According to a sixth aspect of an embodiment of the present invention, there is provided an electronic apparatus including: the second processor, the second memory, the second communication element and the second communication bus are communicated with each other through the second communication bus; the second memory is used for storing at least one executable instruction, and the executable instruction causes the second processor to execute the operation corresponding to any one of the neural network training methods provided by the second aspect of the embodiments of the present invention.

According to a seventh aspect of embodiments of the present invention, there is provided a computer-readable storage medium storing: executable instructions for performing a feature extraction operation on an image to be detected including a target object via a neural network; executable instructions for generating an attention map of the target object from the extracted feature information; executable instructions for modifying the feature information using the attention map; and executable instructions for performing keypoint detection on the target object according to the corrected feature information.

According to an eighth aspect of the embodiments of the present invention, there is provided another computer-readable storage medium storing: executable instructions for performing a feature extraction operation on a training sample image including a target object via a neural network; executable instructions for generating an attention map of the target object from the extracted feature information; executable instructions for modifying the feature information using the attention map; executable instructions for obtaining keypoint prediction information of the target object based on the modified feature information; executable instructions for obtaining a difference between the keypoint prediction information and keypoint labeling information in the training sample image; executable instructions for adjusting network parameters of the neural network according to the difference.

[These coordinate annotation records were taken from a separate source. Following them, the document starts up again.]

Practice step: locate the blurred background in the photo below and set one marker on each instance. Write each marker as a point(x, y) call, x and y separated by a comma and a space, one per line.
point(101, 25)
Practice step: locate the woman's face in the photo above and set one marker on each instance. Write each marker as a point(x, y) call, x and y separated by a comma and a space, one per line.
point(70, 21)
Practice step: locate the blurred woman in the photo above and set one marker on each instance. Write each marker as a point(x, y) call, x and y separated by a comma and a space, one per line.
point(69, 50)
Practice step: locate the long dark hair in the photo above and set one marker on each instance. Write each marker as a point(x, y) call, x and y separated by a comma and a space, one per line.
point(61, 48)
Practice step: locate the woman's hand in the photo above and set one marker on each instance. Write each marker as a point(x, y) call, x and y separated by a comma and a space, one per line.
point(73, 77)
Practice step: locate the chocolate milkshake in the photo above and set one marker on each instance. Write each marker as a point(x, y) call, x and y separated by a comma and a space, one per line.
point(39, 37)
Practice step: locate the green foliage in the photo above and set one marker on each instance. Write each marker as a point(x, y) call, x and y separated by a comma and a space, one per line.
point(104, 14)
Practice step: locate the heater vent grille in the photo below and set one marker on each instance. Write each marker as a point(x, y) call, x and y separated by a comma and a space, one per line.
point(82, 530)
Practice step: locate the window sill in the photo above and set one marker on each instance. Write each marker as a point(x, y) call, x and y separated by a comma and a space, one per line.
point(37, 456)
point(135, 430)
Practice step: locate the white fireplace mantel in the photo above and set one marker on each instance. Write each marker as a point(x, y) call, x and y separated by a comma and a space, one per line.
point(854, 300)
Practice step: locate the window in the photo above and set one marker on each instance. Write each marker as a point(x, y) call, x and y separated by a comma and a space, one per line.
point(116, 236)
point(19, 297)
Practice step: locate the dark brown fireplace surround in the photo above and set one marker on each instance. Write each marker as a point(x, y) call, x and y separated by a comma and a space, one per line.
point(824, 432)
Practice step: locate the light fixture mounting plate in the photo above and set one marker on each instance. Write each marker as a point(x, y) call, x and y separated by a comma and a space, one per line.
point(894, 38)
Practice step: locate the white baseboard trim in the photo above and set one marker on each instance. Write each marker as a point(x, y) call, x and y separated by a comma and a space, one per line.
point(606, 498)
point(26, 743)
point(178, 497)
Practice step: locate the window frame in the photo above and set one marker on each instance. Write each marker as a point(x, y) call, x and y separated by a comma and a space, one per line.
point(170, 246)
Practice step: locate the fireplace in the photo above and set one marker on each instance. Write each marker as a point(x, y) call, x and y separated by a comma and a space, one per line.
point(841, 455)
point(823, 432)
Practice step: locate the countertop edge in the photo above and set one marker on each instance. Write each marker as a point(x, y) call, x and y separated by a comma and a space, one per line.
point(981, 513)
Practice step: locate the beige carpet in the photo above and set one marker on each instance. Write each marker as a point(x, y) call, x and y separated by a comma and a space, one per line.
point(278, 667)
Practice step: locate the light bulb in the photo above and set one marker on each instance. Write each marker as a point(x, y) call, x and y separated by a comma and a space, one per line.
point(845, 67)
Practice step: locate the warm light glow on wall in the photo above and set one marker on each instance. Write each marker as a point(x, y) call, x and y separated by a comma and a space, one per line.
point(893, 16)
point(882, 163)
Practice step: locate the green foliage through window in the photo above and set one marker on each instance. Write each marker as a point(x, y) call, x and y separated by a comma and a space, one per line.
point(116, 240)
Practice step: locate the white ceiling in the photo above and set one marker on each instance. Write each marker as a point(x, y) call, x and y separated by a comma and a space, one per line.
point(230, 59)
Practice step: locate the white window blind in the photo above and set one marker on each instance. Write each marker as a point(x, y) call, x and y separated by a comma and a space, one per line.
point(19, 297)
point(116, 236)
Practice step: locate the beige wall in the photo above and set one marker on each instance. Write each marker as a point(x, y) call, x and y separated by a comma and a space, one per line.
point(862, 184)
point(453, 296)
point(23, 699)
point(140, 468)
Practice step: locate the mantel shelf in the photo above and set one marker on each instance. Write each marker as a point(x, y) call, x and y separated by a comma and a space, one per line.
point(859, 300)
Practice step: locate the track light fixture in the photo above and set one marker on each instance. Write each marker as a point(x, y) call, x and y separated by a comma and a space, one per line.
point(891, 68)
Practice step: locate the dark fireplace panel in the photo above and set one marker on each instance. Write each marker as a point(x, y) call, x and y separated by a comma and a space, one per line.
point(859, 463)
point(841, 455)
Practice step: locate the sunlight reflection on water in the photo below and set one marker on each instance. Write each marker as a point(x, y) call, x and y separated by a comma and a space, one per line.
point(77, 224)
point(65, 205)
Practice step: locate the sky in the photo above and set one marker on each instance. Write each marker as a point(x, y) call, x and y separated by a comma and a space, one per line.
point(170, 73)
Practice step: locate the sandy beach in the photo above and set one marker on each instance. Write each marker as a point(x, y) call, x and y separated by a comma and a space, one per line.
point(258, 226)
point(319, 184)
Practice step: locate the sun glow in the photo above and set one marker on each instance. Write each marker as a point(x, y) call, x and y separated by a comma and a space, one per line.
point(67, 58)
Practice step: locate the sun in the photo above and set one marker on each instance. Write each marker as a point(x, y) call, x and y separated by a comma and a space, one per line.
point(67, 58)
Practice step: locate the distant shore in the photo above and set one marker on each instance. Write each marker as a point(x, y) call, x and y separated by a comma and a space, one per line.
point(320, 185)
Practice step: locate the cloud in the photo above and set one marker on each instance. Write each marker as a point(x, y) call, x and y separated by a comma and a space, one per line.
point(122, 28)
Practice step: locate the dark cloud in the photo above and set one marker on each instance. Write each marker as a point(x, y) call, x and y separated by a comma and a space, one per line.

According to the technical scheme provided by the embodiment of the invention, an Attention mechanism is introduced into a neural network, and an Attention diagram is generated according to the characteristic information of a target object output by the neural network. The neural network after the Attention mechanism is introduced can focus on the information of the target object, and in the generated Attention diagram, the characteristic information of the target object is greatly different from the characteristic information of the non-target object. Therefore, the characteristic diagram is corrected by using the attention map, so that the characteristic of the target object is corrected, the characteristic information of the target object in the image to be detected is more prominent, the target object can be detected and identified more easily, the detection accuracy is improved, and the phenomena of false detection or missing detection are reduced.

Drawings

Fig. 1 is a flowchart illustrating steps of a method for detecting a keypoint according to a first embodiment of the present invention;

FIG. 2 is a flowchart illustrating the steps of a method for detecting a keypoint according to a second embodiment of the present invention;

FIG. 3 is a schematic diagram of a HOURGLASS network architecture for keypoint detection in the embodiment shown in FIG. 2;

FIG. 4 is a schematic diagram of an improved HRU in the embodiment of FIG. 2;

FIG. 5 is a flow chart of the steps of a neural network training method according to a third embodiment of the present invention;

FIG. 6 is a flow chart of the steps of a neural network training method according to a fourth embodiment of the present invention;

fig. 7 is a block diagram of a key point detecting device according to a fifth embodiment of the present invention;

fig. 8 is a block diagram of a keypoint detection apparatus according to a sixth embodiment of the present invention;

fig. 9 is a block diagram of a neural network training device according to a seventh embodiment of the present invention;

fig. 10 is a block diagram of a neural network training device according to an eighth embodiment of the present invention;

fig. 11 is a schematic structural diagram of an electronic device according to the ninth embodiment of the present invention;

fig. 12 is a schematic structural diagram of an electronic device according to a tenth embodiment of the present invention.

Detailed Description

The following detailed description of embodiments of the invention is provided in conjunction with the accompanying drawings (like numerals indicate like elements throughout the several views) and examples. The following examples are intended to illustrate the invention but are not intended to limit the scope of the invention.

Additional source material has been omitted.